In questo tipo di studi, non sono sempre i reperti fossili più completi e spettacolari a fornire i dati più interessanti e inaspettati, ed è infatti su alcune ossa frammentarie, risalenti a circa 7 milioni di anni fa, che i ricercatori pisani e i loro colleghi hanno scoperto le lunghe incisioni lasciate dal morso di un grande squalo.

“L’approfondita analisi e lo studio di queste tracce - spiega Alberto Collareta, dottorando presso il dipartimento di Scienze della Terra di Pisa e responsabile dello studio pubblicato nella rivista internazionale “Palaeogeography, Palaeoclimatology, Palaeoecology” - hanno permesso di identificare sia gli animali 'morsicati' che il responsabile del morso. I primi sono rappresentati da foche e cetacei (fra cui la Piscobalaena nana, una balena di piccola taglia appartenente alla famiglia oggi estinta dei Cetotheriidae), mentre il loro predatore è ragionevolmente identificabile in Carcharocles megalodon, i cui denti sono gli unici che, per forma e dimensioni, possono aver prodotto le tracce osservate.

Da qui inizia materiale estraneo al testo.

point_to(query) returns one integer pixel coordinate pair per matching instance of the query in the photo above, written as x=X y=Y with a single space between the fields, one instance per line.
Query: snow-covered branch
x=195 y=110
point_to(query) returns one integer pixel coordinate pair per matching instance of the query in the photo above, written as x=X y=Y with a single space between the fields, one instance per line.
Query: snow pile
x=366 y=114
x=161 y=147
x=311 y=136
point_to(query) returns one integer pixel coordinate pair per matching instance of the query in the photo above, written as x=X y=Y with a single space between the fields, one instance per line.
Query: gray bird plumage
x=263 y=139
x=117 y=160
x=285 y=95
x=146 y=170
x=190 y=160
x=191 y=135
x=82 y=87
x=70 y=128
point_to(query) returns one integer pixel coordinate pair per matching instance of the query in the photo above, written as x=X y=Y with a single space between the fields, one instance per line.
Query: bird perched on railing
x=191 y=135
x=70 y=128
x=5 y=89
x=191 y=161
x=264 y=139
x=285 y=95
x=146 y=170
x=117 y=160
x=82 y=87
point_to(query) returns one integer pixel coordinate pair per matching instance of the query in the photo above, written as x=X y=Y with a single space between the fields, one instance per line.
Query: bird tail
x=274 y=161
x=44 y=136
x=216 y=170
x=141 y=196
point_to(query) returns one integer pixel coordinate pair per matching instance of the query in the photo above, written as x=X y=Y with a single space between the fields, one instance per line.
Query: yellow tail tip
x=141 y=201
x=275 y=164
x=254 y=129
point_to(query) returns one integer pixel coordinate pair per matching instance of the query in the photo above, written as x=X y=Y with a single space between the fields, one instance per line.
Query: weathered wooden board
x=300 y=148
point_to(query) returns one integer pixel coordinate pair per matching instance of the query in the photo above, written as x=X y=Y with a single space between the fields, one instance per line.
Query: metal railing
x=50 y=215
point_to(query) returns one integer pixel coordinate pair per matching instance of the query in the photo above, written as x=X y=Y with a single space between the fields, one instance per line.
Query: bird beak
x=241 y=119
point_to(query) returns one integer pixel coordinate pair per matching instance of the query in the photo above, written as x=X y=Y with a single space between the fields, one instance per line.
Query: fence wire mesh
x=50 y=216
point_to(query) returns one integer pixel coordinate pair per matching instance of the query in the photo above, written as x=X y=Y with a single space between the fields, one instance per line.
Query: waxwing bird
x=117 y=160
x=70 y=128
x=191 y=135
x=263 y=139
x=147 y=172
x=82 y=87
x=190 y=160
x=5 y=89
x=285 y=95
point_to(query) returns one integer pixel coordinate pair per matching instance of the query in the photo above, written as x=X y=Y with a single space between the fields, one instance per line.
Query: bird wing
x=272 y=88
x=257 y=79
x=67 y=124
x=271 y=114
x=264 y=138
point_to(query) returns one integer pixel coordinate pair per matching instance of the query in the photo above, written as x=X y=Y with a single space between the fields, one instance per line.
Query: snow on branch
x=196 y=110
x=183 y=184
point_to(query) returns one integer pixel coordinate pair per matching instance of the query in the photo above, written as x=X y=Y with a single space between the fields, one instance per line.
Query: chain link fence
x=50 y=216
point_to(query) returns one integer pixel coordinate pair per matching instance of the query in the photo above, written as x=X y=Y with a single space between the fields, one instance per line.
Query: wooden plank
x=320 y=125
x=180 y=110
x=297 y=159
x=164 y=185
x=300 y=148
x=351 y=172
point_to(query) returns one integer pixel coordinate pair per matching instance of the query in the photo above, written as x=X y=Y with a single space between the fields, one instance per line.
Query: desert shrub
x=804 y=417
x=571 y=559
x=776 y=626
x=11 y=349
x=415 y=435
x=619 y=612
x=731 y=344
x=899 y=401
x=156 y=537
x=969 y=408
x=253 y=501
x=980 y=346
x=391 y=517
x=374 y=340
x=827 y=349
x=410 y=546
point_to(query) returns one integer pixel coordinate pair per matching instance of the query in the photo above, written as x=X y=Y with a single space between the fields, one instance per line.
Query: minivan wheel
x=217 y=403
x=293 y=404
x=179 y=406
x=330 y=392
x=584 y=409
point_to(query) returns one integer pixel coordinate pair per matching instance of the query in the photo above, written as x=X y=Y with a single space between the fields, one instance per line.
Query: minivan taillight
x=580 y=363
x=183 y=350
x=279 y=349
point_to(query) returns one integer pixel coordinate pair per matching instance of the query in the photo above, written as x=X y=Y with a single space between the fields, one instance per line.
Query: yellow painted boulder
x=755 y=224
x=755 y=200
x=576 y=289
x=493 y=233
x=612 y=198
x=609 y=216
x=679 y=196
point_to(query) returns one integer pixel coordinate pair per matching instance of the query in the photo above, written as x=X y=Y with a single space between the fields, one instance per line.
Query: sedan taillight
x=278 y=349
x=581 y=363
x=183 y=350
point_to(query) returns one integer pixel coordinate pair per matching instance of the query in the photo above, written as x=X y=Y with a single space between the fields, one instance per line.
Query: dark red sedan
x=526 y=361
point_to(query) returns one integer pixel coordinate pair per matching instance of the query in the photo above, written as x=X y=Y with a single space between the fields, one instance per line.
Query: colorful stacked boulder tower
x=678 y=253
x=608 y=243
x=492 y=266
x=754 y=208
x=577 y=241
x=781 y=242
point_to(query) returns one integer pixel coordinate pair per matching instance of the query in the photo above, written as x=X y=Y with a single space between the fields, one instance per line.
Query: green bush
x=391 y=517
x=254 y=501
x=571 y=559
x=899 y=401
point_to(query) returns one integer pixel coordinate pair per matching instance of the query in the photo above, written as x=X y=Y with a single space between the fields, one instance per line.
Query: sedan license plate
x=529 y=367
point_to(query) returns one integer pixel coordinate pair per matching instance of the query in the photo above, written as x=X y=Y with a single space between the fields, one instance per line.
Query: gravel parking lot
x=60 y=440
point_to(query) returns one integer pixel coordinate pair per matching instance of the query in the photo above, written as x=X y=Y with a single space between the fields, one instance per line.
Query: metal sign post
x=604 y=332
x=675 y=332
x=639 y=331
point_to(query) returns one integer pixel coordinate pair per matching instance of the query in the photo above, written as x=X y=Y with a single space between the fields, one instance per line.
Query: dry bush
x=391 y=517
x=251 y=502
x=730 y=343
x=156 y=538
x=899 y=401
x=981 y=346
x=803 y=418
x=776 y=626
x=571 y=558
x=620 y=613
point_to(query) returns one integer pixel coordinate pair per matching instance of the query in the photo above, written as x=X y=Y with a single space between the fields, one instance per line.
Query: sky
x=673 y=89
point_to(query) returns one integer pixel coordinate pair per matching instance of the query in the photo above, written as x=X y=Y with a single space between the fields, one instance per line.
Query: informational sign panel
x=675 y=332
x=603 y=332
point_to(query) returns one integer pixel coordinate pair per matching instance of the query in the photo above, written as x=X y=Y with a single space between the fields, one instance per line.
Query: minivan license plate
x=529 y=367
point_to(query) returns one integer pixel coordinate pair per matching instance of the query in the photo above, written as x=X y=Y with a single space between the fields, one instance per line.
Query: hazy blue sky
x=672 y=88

Questo è un risultato di per sé importante, perché per la prima volta possiamo dare un nome specifico a uno degli 'ingredienti' della dieta del Megalodon; ma è anche intressante il fatto che la Piscobalaena nana fosse un mammifero marino di dimensioni relativamente piccole (presumibilmente non superava i 4-5 metri di lunghezza) perché contraddice la credenza secondo cui il Megalodon si nutriva esclusivamente di grandi balene.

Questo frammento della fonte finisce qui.